A bordo de autobuses
con aire acondicionado, los guías repartieron latas de jugo tibio de mango y
unas cosas que calificaron de sándwiches de jamón y queso. Los buses pasaron
Guantánamo y siguieron rumbo al este. Una eternidad ―cuatro o cinco horas.
Luego los buses se detuvieron. La carretera terminaba en un camino de tierra.
Montamos en camiones sin barandas. Merde
alors, exclamaron los intelectuales franceses mientras el camión saltaba
por el camino entre pinos escuálidos. Una nube de polvo rojo nos azotaba el
rostro. No reconocí a Lee junto a mí con su pelo rojo. De pronto los camiones
se detuvieron en un claro. Nos apeamos. Se abrió la puerta trasera de un
semiremolque con un contenedor de productos congelados. Los cubanos repartieron
helados a los sorprendidos viajeros de rostro rojo. Lo surrealista se volvió
más surrealista aún; mejor que el jugo tibio de mango.
“Aún no ha terminado,
Chico”, dijo Lee. A partir de ese momento siempre me llamó Chico. Por la tarde
los exhaustos centenares llegamos a Gran Tierra, un asentamiento nuevo junto al
Paso de los Vientos, al otro lado de Haití.
Lee examinó su bolso
de cámaras cubierta de polvo rojo. “Fidel debería abrir una agencia de viajes:
‘Aventuras tropicales con comodidad personal’”.
El sol se puso. Fidel
llegó en un helicóptero con Stokely Carmichael. (El FBI lo consideraba un
peligroso revolucionario). Montamos nuestra cámara. La Leica de Lee le colgaba
del cuello.
Decenas de cantantes y
guitarristas subieron al escenario y cantaron y tocaron. ¿Cómo? El lente de
telefoto mostraba que no estaban cantando, sino doblando música grabada. Lee
sonrió. “Buen espectáculo, ¿no crees?” Fidel habló, se excusó por el duro viaje
y prometió hablar poco. Lo hizo, sólo una hora.
Los cansados viajeros
nos dirigidos a los dormitorios plagados de mosquitos, sólo para encontrar una
larga mesa montada sobre bloques, llena de cerveza y ron. Unos camareros vestidos
de esmoquin nos sirvieron arroz con pollo. Los sorprendidos invitados comieron
y bebieron a medida que lo surrealista se volvía aún más surrealista. Fidel se
reunió con algunos pocos afortunados.
Cuatro a.m. “De pie”.
Nuevamente a los camiones marcharon los cansados, la piel moteada de picaduras
de mosquitos. “Sígueme”, me ordenó Lee. Había negociado con un militar que nos
guió hasta el jeep que encabezaba la caravana hacia la carretera asfaltada.

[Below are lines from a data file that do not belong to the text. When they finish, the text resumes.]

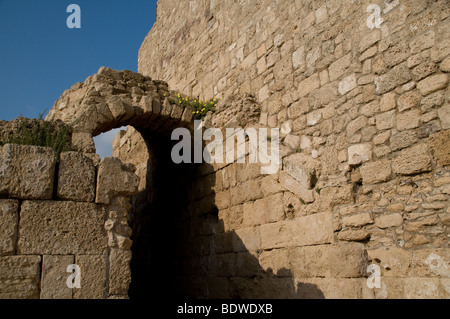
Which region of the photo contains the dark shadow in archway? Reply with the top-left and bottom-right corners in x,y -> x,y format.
126,129 -> 325,300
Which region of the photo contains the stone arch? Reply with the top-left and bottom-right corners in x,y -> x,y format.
46,66 -> 195,154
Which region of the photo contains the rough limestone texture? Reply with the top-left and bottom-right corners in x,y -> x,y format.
73,255 -> 108,299
96,157 -> 140,205
0,200 -> 19,256
0,256 -> 41,299
17,201 -> 108,255
40,255 -> 74,299
57,152 -> 96,202
0,144 -> 56,199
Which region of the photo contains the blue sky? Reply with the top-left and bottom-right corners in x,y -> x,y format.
0,0 -> 158,157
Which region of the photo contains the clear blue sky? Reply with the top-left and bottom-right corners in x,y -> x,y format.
0,0 -> 158,157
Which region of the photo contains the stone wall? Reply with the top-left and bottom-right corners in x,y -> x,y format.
0,144 -> 139,299
7,0 -> 447,299
134,0 -> 450,298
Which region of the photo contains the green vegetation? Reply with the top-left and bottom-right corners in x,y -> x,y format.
166,93 -> 220,120
0,112 -> 75,161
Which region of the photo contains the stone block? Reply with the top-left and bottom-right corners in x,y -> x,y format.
348,143 -> 373,166
57,152 -> 96,202
252,193 -> 285,224
290,243 -> 368,278
360,159 -> 392,184
374,214 -> 403,229
0,144 -> 56,200
329,54 -> 352,81
390,130 -> 418,151
259,248 -> 291,277
397,90 -> 421,112
376,110 -> 396,130
18,201 -> 107,255
367,248 -> 412,277
438,104 -> 450,129
233,227 -> 261,252
74,255 -> 108,299
428,130 -> 450,166
396,109 -> 421,131
283,153 -> 320,189
342,213 -> 373,228
417,74 -> 448,96
260,212 -> 333,249
0,256 -> 41,299
96,157 -> 140,204
359,30 -> 381,53
109,249 -> 132,296
298,73 -> 320,98
392,144 -> 432,175
40,255 -> 74,299
338,73 -> 357,95
0,200 -> 19,256
337,229 -> 370,241
410,249 -> 450,278
279,171 -> 315,203
404,278 -> 441,299
375,63 -> 411,94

Escuchamos las órdenes mezcladas con la estática en la radio de onda corta.
Lee se durmió. El jeep
saltaba de manera brutal por el camino. Le vi levantar un pie sobre el asiento
sin abrir los ojos. No se quejó. No más polvo rojo.
Durante la década
siguiente compartimos otras aventuras, incluyendo la cofundación (con Bob
Silver, cofundador y editor de The New
York Review of Books) del Centro de Estudios Cubanos. “La historia siempre
favorece a los intrépidos”, le dijo Fidel durante el maratónico dominó.

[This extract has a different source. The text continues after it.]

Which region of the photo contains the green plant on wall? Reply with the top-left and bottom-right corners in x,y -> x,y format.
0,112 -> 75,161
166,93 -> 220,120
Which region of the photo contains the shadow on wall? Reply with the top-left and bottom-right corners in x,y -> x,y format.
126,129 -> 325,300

“También le gustaba citar a Napoleón: ‘Con audacia se puede acometer cualquier
cosa, pero no hacerlo todo’. A Fidel le gustaba la primera oración”, dijo Lee.
“Oye, él cambió la historia”.
Lee Lockwood murió el
11 de julio de 2010. Un gran fotógrafo y escritor —un amigo. Miro en una pared
de mi casa su foto de Fidel, relajado, encendiendo un Cohiba.